University of Miami Law Review


This Article addresses how the Florida Supreme Court in Tiara Condominium Association v. Marsh & McLennan Cos. receded from its definition of “other property” in Casa Clara Condominium Association, Inc. v. Charley Toppino & Sons, Inc. In Casa Clara the Florida Supreme Court held that a building is to be treated as a “product” for purposes of applying the Economic Loss Rule’s bar to tort claims for defective building materials incorporated into the building. Although Casa Clara adopted the economic loss rule established by Seely v. White Motor Co. and East River Steamship Corp. v.
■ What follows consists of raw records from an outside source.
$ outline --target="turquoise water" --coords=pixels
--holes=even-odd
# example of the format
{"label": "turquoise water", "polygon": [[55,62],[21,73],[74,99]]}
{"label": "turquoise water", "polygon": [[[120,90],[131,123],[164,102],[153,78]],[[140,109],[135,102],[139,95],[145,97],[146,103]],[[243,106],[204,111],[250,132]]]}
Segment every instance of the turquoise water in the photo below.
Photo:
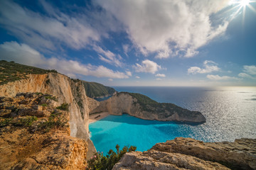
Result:
{"label": "turquoise water", "polygon": [[89,125],[97,150],[107,153],[119,144],[136,145],[145,151],[157,142],[176,137],[204,142],[256,138],[256,87],[185,88],[114,87],[119,91],[145,94],[159,102],[170,102],[201,111],[206,123],[199,125],[145,120],[110,115]]}

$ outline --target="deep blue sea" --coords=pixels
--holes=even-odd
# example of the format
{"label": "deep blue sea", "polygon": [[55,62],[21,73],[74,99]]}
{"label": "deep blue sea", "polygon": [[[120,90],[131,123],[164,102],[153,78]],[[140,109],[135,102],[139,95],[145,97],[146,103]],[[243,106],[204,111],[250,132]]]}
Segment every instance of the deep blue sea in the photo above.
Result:
{"label": "deep blue sea", "polygon": [[114,87],[118,91],[139,93],[158,102],[173,103],[202,113],[206,123],[199,125],[145,120],[110,115],[91,123],[89,129],[97,151],[107,153],[117,144],[136,145],[145,151],[157,142],[176,137],[204,142],[256,138],[256,87]]}

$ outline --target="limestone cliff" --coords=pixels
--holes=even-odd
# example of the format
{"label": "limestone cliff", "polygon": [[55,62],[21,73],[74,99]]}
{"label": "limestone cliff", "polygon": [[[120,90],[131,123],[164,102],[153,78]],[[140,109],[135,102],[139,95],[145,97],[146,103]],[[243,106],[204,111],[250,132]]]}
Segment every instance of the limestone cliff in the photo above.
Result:
{"label": "limestone cliff", "polygon": [[0,86],[0,96],[12,97],[21,92],[48,94],[58,96],[60,103],[68,103],[70,113],[70,135],[87,140],[90,149],[96,151],[89,138],[88,98],[80,81],[74,81],[67,76],[50,72],[44,74],[28,74],[26,79]]}
{"label": "limestone cliff", "polygon": [[50,95],[0,98],[0,169],[84,169],[85,140],[71,137],[68,105]]}
{"label": "limestone cliff", "polygon": [[127,153],[116,169],[256,169],[256,140],[203,142],[177,137],[146,152]]}
{"label": "limestone cliff", "polygon": [[190,111],[171,103],[160,103],[138,94],[119,93],[101,101],[90,113],[109,112],[112,115],[128,113],[146,120],[204,123],[206,118],[197,111]]}

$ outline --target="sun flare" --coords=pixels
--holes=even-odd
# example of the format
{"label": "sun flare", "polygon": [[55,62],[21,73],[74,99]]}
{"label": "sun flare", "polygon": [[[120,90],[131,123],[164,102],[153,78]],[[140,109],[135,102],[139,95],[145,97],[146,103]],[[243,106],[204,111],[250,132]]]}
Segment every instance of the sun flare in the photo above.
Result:
{"label": "sun flare", "polygon": [[233,13],[232,18],[235,18],[240,13],[240,11],[242,11],[242,23],[244,23],[246,8],[249,8],[254,12],[256,12],[256,10],[250,4],[251,3],[255,2],[256,2],[255,0],[230,0],[230,4],[233,6],[231,10],[235,10],[235,12]]}
{"label": "sun flare", "polygon": [[250,0],[241,0],[240,2],[240,6],[245,6],[250,4]]}

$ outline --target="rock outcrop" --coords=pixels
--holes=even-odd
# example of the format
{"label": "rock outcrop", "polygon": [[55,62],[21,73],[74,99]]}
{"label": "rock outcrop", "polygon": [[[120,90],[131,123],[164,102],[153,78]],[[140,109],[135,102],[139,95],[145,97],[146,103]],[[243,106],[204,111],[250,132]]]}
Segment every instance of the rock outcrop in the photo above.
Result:
{"label": "rock outcrop", "polygon": [[203,142],[177,137],[146,152],[127,153],[115,169],[256,169],[256,140]]}
{"label": "rock outcrop", "polygon": [[[41,92],[58,96],[60,103],[69,104],[70,135],[85,139],[93,152],[96,149],[88,135],[89,108],[82,83],[58,73],[28,74],[26,79],[0,86],[0,96],[13,97],[18,93]],[[90,157],[91,155],[89,155]]]}
{"label": "rock outcrop", "polygon": [[109,112],[111,115],[124,113],[139,118],[160,121],[206,122],[206,118],[200,112],[190,111],[171,103],[157,103],[142,94],[124,92],[101,101],[90,113],[99,112]]}
{"label": "rock outcrop", "polygon": [[70,136],[68,106],[50,95],[0,98],[0,169],[85,169],[85,140]]}

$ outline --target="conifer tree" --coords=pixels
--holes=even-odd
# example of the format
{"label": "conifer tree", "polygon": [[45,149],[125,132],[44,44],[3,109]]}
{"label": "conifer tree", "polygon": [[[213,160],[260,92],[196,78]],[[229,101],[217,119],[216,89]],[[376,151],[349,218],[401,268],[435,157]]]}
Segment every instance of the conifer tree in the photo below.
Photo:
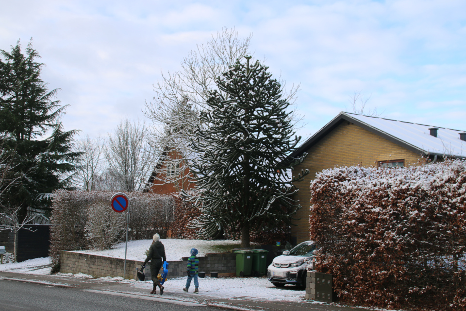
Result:
{"label": "conifer tree", "polygon": [[210,92],[209,109],[200,113],[207,126],[199,127],[191,142],[199,154],[193,170],[202,194],[185,193],[201,210],[194,222],[200,235],[214,237],[219,230],[237,228],[242,247],[250,246],[257,224],[290,223],[300,207],[292,197],[298,190],[289,169],[306,156],[287,158],[300,139],[295,135],[292,112],[287,111],[290,104],[268,67],[258,61],[250,66],[250,57],[246,58],[217,79],[220,91]]}
{"label": "conifer tree", "polygon": [[[14,152],[19,178],[5,193],[3,206],[18,210],[19,223],[31,213],[48,209],[50,195],[67,188],[79,153],[72,151],[76,131],[64,131],[60,118],[66,106],[40,78],[44,64],[29,42],[25,53],[18,40],[11,52],[0,50],[0,133]],[[50,136],[46,137],[48,134]]]}

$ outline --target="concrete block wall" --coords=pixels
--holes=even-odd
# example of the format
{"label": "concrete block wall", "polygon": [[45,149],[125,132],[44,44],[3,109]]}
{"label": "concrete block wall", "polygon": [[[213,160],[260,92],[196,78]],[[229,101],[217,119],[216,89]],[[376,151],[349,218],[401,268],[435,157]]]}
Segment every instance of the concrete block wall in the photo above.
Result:
{"label": "concrete block wall", "polygon": [[[205,271],[208,276],[212,272],[218,273],[219,276],[234,275],[236,273],[234,254],[231,253],[208,253],[199,257],[199,271]],[[168,261],[168,278],[185,276],[187,257],[182,260]],[[60,270],[62,273],[83,273],[96,277],[103,276],[123,277],[124,259],[106,257],[79,252],[62,251],[60,252]],[[126,278],[135,279],[136,268],[140,268],[143,261],[126,260]],[[150,279],[150,266],[148,264],[144,272],[146,278]]]}

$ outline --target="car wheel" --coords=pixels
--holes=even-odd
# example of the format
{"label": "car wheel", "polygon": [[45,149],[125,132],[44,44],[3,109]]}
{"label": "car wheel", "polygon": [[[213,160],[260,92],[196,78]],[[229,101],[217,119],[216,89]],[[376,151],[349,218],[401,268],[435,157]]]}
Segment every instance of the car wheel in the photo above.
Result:
{"label": "car wheel", "polygon": [[277,282],[272,282],[272,284],[273,284],[274,286],[277,286],[277,287],[283,287],[286,284],[285,283],[278,283]]}

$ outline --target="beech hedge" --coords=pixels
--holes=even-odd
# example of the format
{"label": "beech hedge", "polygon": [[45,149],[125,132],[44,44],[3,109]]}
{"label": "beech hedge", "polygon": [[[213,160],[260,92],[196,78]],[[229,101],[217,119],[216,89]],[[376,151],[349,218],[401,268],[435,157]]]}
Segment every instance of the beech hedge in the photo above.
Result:
{"label": "beech hedge", "polygon": [[[123,213],[111,209],[114,192],[60,190],[52,201],[50,246],[52,271],[60,269],[60,251],[111,248],[125,241]],[[172,196],[151,193],[127,193],[131,218],[128,239],[151,239],[155,232],[166,235],[173,221]]]}
{"label": "beech hedge", "polygon": [[466,309],[466,161],[336,168],[310,189],[316,269],[341,301]]}

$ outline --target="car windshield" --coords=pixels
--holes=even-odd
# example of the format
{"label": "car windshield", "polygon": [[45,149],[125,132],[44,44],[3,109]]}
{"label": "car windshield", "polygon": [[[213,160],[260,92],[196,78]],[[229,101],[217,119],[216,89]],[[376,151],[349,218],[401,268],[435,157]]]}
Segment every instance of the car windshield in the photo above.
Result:
{"label": "car windshield", "polygon": [[296,245],[288,253],[292,256],[311,256],[312,251],[316,249],[316,244],[312,242],[305,242]]}

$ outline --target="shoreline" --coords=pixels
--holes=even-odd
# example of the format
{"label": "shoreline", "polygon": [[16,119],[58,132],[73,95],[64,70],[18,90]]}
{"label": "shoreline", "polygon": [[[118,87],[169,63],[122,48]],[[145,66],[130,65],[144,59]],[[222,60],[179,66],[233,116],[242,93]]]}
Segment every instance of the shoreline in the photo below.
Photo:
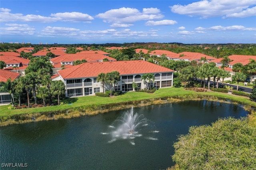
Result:
{"label": "shoreline", "polygon": [[[25,113],[0,117],[0,127],[15,124],[23,124],[40,121],[57,120],[60,119],[70,119],[82,116],[92,116],[116,110],[120,110],[134,107],[141,107],[152,105],[160,105],[174,103],[186,101],[207,100],[236,105],[242,105],[244,109],[250,111],[252,115],[254,109],[253,106],[243,104],[238,101],[232,101],[228,99],[218,97],[213,95],[195,95],[184,96],[172,96],[127,101],[105,104],[91,104],[81,105],[70,109],[64,109],[57,111],[50,111]],[[252,116],[254,117],[254,116]]]}

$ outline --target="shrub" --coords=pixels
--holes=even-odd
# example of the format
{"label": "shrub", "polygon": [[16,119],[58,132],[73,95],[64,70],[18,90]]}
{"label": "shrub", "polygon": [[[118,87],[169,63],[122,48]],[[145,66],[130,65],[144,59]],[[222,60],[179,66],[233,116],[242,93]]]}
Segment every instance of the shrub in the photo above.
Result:
{"label": "shrub", "polygon": [[228,86],[228,85],[225,85],[224,86],[223,86],[223,87],[225,89],[226,89],[228,90],[233,90],[233,89],[234,89],[234,88],[232,87],[229,86]]}
{"label": "shrub", "polygon": [[211,88],[211,90],[213,91],[216,91],[216,92],[228,93],[228,89],[222,88],[219,88],[218,89]]}
{"label": "shrub", "polygon": [[175,77],[173,79],[173,87],[180,87],[181,84],[181,81],[178,77]]}
{"label": "shrub", "polygon": [[122,91],[116,91],[114,93],[114,96],[118,96],[122,94]]}
{"label": "shrub", "polygon": [[109,94],[103,93],[102,92],[100,93],[96,93],[95,95],[98,96],[100,96],[101,97],[109,97]]}
{"label": "shrub", "polygon": [[238,96],[245,96],[246,97],[250,97],[250,93],[244,92],[243,91],[237,91],[236,90],[233,90],[232,91],[232,94],[235,95],[238,95]]}

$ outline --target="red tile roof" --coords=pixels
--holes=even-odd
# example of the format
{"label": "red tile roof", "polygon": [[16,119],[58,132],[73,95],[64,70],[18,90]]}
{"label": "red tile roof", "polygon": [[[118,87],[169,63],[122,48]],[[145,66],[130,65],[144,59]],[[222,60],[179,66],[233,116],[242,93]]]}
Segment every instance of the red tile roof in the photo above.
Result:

Transamerica Delaval, Inc., it departed from those seminal cases by adopting the “object of the bargain” rationale and, in doing so, determining that real property is the “product itself.” In addition, Casa Clara departed from prior Florida precedent which held that real property is not a product in the context of products liability actions. Moreover, in Saratoga Fishing Co. v. J.M. Martinac & Co. the United States Supreme Court rejected the “object of the bargain” analysis that served as the sole basis for the Florida Supreme Court’s characterization of real property as the “the product itself.” The Saratoga Court recognized that the focus should be on the product that was “placed in the stream of commerce” instead. Thus, when the Florida Supreme Court returned the economic loss rule to its original interpretation under Seely and East River in Tiara, it receded from Casa Clara’s holding that a building must be treated as a “product” for the purposes of applying the economic loss rule.